The timing matters. The Grand Paris Express construction project has generated an extraordinary volume of photographic documentation — site surveys, progress reports, environmental impact imagery — spread across the Société du Grand Paris and at least six partner prefectures. With Line 15 South now operational and work on Lines 16 and 17 entering their most intensive phases, the volume of new image files entering public databases each week runs into the thousands. Duplicates accumulate fast when multiple contractors and agencies are shooting the same sites independently and uploading without coordination.

How Paris Compares to Amsterdam and Seoul

By the standards of comparable cities, Paris is a middling performer. Amsterdam's Stadsarchief completed a full deduplication of its municipal photo archive in 2023, using open-source perceptual hashing tools developed in partnership with the University of Amsterdam. The Dutch city reduced its active image library by roughly 28 percent over eighteen months, cutting storage costs and dramatically improving search precision for planners and journalists alike. Seoul's city government went further, embedding automated duplicate-detection software directly into its upload pipelines in 2022, meaning near-duplicate images are flagged before they enter the archive rather than years after the fact.

Paris has not yet moved to that pre-emptive model. The Bibliothèque nationale de France, which holds the national photographic archive at its François-Mitterrand site in the 13th arrondissement, operates a more advanced deduplication system than most city agencies — but its mandate stops at the national collection. Municipal agencies fall under different governance, and the Mairie's Direction de la Transformation Numérique has been pushing for a unified protocol since at least early 2024 without a binding agreement in place. London's equivalent body, the Greater London Authority's Digital Team, ran a comparable inter-agency coordination initiative in 2021 but encountered similar jurisdictional friction, and progress there has been incremental rather than transformative.

The practical stakes extend beyond storage bills. Duplicate images sitting in public procurement databases can delay planning approvals: if two versions of the same site photograph carry different metadata — different dates, different GPS tags — they can generate conflicting records that require manual resolution by officials at the Préfecture de la Région Île-de-France. The Atelier Parisien d'Urbanisme, the city's planning agency based near the Hôtel de Ville, flagged this as a live operational problem in a technical note circulated to partner agencies in March 2025, according to publicly available procurement documents from that period.

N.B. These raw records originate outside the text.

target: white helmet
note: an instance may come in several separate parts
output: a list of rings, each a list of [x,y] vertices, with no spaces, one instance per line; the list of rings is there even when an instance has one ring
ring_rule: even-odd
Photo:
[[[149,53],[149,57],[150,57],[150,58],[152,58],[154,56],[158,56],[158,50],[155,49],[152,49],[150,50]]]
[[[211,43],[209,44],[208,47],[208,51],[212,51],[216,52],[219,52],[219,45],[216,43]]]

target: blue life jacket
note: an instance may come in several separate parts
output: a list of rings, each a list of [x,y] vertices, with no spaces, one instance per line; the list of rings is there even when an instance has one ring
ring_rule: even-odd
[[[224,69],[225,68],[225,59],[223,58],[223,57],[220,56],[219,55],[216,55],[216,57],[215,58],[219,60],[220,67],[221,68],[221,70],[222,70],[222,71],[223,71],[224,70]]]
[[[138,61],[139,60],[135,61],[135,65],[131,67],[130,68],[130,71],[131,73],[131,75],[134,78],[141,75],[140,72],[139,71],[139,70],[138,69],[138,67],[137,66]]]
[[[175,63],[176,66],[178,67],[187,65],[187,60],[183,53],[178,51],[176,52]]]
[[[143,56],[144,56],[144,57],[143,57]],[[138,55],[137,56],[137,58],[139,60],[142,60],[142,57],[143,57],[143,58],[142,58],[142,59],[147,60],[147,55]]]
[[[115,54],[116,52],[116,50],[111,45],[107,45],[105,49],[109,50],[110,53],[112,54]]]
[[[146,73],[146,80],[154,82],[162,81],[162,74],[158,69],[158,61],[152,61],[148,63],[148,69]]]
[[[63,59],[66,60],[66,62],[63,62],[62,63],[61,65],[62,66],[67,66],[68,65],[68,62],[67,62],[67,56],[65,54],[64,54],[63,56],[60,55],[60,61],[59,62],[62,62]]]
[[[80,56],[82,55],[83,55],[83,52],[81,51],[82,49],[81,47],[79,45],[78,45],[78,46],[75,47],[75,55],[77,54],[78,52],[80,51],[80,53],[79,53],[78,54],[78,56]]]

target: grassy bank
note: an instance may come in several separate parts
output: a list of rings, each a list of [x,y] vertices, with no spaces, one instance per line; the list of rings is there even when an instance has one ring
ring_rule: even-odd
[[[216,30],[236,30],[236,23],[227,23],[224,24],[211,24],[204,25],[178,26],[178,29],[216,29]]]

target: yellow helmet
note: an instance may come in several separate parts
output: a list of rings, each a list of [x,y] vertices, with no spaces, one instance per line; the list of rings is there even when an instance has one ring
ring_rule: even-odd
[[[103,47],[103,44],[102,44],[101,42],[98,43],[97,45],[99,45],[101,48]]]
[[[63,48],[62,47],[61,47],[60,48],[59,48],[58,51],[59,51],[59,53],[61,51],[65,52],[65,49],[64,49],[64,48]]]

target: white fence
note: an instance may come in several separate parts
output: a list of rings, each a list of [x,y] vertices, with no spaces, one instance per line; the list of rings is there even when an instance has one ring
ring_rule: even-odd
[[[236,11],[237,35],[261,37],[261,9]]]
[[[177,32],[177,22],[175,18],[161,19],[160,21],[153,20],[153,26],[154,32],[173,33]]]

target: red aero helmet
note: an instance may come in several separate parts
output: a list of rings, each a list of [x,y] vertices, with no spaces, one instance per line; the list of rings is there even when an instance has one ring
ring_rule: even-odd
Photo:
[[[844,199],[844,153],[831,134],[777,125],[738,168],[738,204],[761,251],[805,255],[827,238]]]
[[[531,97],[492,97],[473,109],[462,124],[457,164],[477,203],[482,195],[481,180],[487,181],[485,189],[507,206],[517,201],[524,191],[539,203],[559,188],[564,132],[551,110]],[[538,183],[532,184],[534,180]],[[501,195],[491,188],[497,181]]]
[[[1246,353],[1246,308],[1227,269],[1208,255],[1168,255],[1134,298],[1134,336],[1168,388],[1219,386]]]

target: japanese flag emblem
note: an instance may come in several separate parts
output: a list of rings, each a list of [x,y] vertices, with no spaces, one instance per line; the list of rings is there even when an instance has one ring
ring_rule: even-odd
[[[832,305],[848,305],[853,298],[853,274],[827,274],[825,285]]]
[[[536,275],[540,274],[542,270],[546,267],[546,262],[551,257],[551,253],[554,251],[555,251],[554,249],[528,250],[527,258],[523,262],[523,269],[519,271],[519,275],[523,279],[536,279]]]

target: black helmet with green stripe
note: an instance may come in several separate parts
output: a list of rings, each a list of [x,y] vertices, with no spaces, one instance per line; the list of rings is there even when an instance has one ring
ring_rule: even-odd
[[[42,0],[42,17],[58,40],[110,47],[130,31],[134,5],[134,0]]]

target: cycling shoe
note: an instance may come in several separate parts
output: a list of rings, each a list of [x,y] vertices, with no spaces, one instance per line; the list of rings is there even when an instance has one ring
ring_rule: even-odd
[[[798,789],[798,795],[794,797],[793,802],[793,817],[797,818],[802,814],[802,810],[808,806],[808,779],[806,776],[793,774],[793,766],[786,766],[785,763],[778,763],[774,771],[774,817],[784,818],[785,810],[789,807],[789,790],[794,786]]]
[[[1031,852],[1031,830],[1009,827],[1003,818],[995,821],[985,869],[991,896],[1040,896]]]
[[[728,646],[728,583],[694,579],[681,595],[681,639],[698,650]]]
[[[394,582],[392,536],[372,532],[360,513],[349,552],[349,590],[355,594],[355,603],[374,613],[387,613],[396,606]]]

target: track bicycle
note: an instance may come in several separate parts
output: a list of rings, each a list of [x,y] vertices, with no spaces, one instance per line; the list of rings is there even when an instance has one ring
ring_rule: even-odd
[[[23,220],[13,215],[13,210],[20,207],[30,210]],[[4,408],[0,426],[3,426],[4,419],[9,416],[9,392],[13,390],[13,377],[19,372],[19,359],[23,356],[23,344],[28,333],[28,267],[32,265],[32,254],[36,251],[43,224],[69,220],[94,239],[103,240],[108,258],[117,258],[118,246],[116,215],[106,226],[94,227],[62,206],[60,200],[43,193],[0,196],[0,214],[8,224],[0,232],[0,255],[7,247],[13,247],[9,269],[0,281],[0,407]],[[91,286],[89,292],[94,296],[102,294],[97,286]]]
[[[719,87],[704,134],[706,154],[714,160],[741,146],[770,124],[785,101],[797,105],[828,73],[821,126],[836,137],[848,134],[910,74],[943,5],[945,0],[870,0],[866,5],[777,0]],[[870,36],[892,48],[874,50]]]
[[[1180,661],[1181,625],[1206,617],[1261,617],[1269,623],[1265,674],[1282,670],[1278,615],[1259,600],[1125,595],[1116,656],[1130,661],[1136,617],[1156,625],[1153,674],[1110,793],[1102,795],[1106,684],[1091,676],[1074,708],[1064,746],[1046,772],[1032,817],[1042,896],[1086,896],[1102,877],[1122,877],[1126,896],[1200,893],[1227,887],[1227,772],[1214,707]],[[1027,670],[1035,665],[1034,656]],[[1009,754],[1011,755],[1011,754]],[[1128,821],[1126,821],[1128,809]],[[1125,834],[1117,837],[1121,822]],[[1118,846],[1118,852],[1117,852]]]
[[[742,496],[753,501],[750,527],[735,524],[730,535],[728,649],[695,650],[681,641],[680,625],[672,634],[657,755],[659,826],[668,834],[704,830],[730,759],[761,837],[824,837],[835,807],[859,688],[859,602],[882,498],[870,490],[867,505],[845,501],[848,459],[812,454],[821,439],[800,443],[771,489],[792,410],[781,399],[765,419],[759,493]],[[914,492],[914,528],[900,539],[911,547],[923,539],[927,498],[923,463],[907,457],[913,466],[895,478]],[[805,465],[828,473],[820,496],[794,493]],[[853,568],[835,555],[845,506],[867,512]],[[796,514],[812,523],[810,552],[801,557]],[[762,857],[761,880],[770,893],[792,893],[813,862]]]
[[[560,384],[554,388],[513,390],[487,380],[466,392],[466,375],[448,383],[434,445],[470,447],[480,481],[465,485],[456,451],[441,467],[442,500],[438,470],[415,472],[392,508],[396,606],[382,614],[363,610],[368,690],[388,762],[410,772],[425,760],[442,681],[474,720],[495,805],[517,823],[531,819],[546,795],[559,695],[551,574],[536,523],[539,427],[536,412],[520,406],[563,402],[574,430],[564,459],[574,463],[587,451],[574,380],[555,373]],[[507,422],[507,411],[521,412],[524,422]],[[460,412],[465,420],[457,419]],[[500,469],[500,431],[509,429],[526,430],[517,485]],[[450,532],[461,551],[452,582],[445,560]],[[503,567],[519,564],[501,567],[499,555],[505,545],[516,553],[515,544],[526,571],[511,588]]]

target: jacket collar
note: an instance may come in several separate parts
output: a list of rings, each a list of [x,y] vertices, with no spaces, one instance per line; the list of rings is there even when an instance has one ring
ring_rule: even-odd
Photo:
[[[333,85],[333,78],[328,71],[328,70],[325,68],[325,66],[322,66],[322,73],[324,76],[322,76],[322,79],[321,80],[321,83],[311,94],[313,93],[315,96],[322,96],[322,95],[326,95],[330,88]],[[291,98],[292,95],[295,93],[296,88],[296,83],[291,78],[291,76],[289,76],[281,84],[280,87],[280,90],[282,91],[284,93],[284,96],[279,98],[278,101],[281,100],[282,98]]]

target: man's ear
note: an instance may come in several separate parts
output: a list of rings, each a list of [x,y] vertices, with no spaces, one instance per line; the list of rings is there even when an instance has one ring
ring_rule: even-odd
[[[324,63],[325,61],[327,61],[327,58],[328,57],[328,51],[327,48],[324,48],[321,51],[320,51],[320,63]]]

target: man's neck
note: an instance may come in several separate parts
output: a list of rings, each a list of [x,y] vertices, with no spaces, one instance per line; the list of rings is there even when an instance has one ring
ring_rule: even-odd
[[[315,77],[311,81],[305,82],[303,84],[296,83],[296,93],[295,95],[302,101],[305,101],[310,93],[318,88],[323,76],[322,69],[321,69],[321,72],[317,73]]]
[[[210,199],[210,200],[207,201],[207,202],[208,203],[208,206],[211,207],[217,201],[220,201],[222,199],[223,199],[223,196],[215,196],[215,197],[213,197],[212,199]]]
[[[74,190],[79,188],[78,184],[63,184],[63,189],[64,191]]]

What Happens Next — and What It Means in Practice

The Direction de la Transformation Numérique is expected to put a tender for a unified image-management platform before the city council's finance committee before the end of the third quarter of 2026. If approved, the system would eventually connect databases held by the Société du Grand Paris, the Mairie's cultural directorate, and the regional authority, creating a single point of deduplication for all publicly funded photographic content generated in the capital.

For residents and small businesses who submit photographic evidence to planning or licensing authorities — a growing requirement following regulatory changes introduced in January 2026 — the immediate advice from the Direction des Affaires Culturelles is straightforward: submit images with full EXIF metadata intact, avoid recompressing files, and use the Mairie's dedicated upload portal at paris.fr rather than emailing attachments, which strip location data and increase the probability that a file will be logged twice. The portal applies a basic hash-check on upload, a feature added quietly in November 2025.

Whether a binding inter-agency agreement materialises before the summer recess is uncertain. Amsterdam took three attempts over five years before its archivists and IT departments agreed on a common standard. Paris, with its layered governance and the ongoing pressure of Grand Paris Express documentation demands, may find the process no smoother.